Despite their popularity and benefits to gardens everywhere, recent analyses indicate that more than one-quarter of bumblebees native to North America face some degree of extinction risk. Destruction of nests and overwintering sites is one common cause, but destruction of habitat and fragmentation can also negatively impact bee populations. While bumblebees have been known to travel up to 10k from their nest to acquire resources, this also puts them at greater risk of harm via predation than if they were to forage closer to their homebase. Application of pesticides have also led to a decrease in bumblebee colonies, either through immediate toxicity or having sublethal effects on foraging behavior and colony development overtime. Due to the seasonal nature of the bee’s life cycle, climate change has harmed many bumblebee colonies by altering the timing of queen emergence and availability of resources. Conservation of native bumblebee species is vital to the overall success of our food systems and may have cascading effects on plant, bird, and mammal populations in the surrounding ecosystem. By supporting Massachusetts Horticultural Society and tending to your own home gardens, you are helping bumblebee colonies across the state!


While you’re in the Garden, see if you can spot some of these bumblebee species:

  • Common eastern bumblebee (impatiens)

    • One of the most widespread and abundant bumblebees in the northeast, the common eastern bumblebee is a great pollinator of greenhouse crops. This species nest underground and is highly adaptable to a variety of habitats- this contributes to its overall success and survival.

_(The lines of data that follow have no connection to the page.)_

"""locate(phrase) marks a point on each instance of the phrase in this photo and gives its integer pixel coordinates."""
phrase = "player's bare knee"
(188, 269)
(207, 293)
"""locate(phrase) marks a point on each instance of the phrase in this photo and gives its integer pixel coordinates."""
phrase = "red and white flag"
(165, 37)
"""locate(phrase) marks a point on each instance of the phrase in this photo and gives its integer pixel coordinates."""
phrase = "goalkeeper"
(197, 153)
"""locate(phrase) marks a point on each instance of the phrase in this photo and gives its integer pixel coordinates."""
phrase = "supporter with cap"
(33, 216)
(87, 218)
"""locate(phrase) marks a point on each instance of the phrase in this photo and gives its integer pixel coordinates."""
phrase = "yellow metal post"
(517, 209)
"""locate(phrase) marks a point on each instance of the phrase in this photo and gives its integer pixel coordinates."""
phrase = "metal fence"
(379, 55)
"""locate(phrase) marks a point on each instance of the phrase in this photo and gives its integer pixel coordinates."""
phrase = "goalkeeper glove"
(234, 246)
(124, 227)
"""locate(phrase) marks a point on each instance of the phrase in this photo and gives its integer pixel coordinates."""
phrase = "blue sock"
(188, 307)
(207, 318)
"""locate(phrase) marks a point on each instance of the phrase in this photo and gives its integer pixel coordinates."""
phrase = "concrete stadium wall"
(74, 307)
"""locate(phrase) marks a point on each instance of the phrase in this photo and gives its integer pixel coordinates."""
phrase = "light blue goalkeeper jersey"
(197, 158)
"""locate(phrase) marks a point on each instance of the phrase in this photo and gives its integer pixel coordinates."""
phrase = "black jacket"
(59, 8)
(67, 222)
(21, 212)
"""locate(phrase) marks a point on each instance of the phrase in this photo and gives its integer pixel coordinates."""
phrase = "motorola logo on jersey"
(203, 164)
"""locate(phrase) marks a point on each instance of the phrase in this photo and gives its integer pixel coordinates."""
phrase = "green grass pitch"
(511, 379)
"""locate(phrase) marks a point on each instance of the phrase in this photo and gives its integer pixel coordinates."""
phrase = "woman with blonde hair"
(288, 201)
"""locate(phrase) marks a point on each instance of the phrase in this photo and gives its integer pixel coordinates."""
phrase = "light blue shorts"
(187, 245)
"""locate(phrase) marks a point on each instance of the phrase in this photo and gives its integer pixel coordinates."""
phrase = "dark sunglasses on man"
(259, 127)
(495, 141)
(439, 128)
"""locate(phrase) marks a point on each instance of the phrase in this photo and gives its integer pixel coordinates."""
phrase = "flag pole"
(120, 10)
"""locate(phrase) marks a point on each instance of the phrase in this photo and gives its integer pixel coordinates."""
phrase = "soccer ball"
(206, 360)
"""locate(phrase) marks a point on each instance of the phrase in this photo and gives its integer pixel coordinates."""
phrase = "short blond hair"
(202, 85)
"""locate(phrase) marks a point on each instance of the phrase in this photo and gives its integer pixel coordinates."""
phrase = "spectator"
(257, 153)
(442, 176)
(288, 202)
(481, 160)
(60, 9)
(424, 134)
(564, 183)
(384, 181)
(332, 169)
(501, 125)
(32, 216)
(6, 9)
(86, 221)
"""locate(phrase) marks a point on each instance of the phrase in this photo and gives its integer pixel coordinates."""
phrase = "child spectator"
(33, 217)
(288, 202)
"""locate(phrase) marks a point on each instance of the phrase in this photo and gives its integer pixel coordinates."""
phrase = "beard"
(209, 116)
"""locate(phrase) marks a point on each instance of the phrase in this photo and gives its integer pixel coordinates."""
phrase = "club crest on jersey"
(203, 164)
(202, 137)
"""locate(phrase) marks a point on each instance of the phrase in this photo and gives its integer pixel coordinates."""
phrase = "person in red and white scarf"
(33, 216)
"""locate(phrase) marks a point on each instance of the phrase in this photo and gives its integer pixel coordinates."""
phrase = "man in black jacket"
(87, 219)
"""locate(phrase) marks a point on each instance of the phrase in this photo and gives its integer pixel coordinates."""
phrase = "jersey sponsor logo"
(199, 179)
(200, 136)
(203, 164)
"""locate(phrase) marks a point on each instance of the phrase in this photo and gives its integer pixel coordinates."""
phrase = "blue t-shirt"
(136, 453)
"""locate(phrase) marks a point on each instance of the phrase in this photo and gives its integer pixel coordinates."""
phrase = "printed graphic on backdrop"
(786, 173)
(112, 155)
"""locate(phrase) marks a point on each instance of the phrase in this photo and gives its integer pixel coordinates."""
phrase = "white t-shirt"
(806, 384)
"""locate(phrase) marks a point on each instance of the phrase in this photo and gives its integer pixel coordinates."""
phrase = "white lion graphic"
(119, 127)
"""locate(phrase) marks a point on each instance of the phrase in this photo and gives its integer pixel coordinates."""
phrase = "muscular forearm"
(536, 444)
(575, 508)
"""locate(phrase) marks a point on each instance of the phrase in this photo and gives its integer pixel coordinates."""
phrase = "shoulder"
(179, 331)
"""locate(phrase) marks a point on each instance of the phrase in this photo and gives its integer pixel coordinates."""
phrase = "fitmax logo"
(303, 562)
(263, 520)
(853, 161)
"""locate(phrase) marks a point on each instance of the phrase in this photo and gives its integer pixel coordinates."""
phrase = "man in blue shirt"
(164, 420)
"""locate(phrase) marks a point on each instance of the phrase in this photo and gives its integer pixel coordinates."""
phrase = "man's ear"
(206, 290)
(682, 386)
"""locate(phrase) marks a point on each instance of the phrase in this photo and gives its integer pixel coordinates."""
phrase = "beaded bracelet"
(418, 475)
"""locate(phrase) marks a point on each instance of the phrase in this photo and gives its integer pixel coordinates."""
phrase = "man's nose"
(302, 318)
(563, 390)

  • Confusing bumblebee (perplexus)

    • The confusing bumblebee is named for its close resemblance to the common eastern bumblebee; there’s often a case of mistaken identity! This is an early summer species that is most abundant in July; they are common pollinators of beardtongues (Penstemon sp.) as their seasons overlap.

  • Tri-colored bumblebee (ternarius)

    • One of the more distinctive species in New England, the tri-colored bumblebee displays a striking orange band around the mid-thorax area. Most active in August, this bee is a key pollinator of the late season native plants of Massachusetts. Look for this unique bee around goldenrods (Solidago sp.), rosebay rhododendron (Rhododendron maximum), raspberries (Rubus sp.), and a variety of wildflowers!

  • Rusty-patched bumblebee (affinis)

    • Once a common late season pollinator in the northeast, the rusty-patched bumblebee is one of two species listed as Federally Endangered. Following successive years of habitat loss and degradation, disease, and climate change, this species went into rapid decline and is now considered to be one of the rarest species found in Massachusetts. You can plant sunflowers (Helianthus sp.) and touch-me-nots (Impatiens sp.) to help this vulnerable bee flourish.

If you see these bumblebees-or any other pollinators- around the Garden, don’t hesitate to send some photos to the Xerces Society!